Politica e società

Comece: stop allo spreco alimentare, plauso al Parlamento Ue. Ora una “legge del buon samaritano”

(Bruxelles) “Soddisfazione” esprime la Commissione degli episcopati della Comunità europea (Comece) per la risoluzione del Parlamento europeo approvata ieri, che raccomanda agli Stati membri di tagliare lo spreco alimentare del 30% entro il 2025 e del 50% entro il 2030, di rimuovere le restrizioni esistenti sulle donazioni di cibo e porre fine alla confusione creata dalle etichette alimentari “da consumarsi preferibilmente entro” e “da consumarsi entro”. Questa indicazione è un “atto decisivo” in vista di “una legislazione appropriata” per “rimediare allo scandalo dello spreco alimentare nell’Ue”, scrive la Comece in una nota.

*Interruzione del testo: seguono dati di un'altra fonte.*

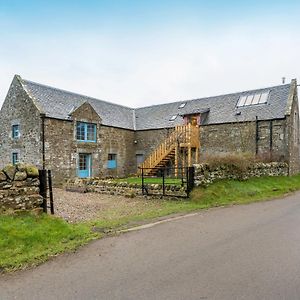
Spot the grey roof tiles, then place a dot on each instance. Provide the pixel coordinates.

Sono circa 88 milioni le tonnellate di alimenti che si sprecano ogni anno nell’Ue, tra cui più della metà nelle famiglie europee. In media, ogni europeo getta circa 2 kg di cibo a settimana. La risoluzione chiede anche che la Commissione europea renda l’obiettivo della riduzione dello spreco “giuridicamente vincolante”: la Comece lo “sostiene” e invita a dare tempestivamente “una definizione dello spreco alimentare e un metodo per misurarlo a livello Ue” e a lavorare per una “sensibilizzazione sulle conseguenze sociali e ambientali dell’eliminazione degli alimenti commestibili” e per diffondere le buone pratiche già esistenti per contrastare gli sprechi. La Comece chiede in particolare una “legge del buon samaritano” che modifichi le regole sull’Iva autorizzando esplicitamente gli esoneri fiscali in caso di dono di alimenti.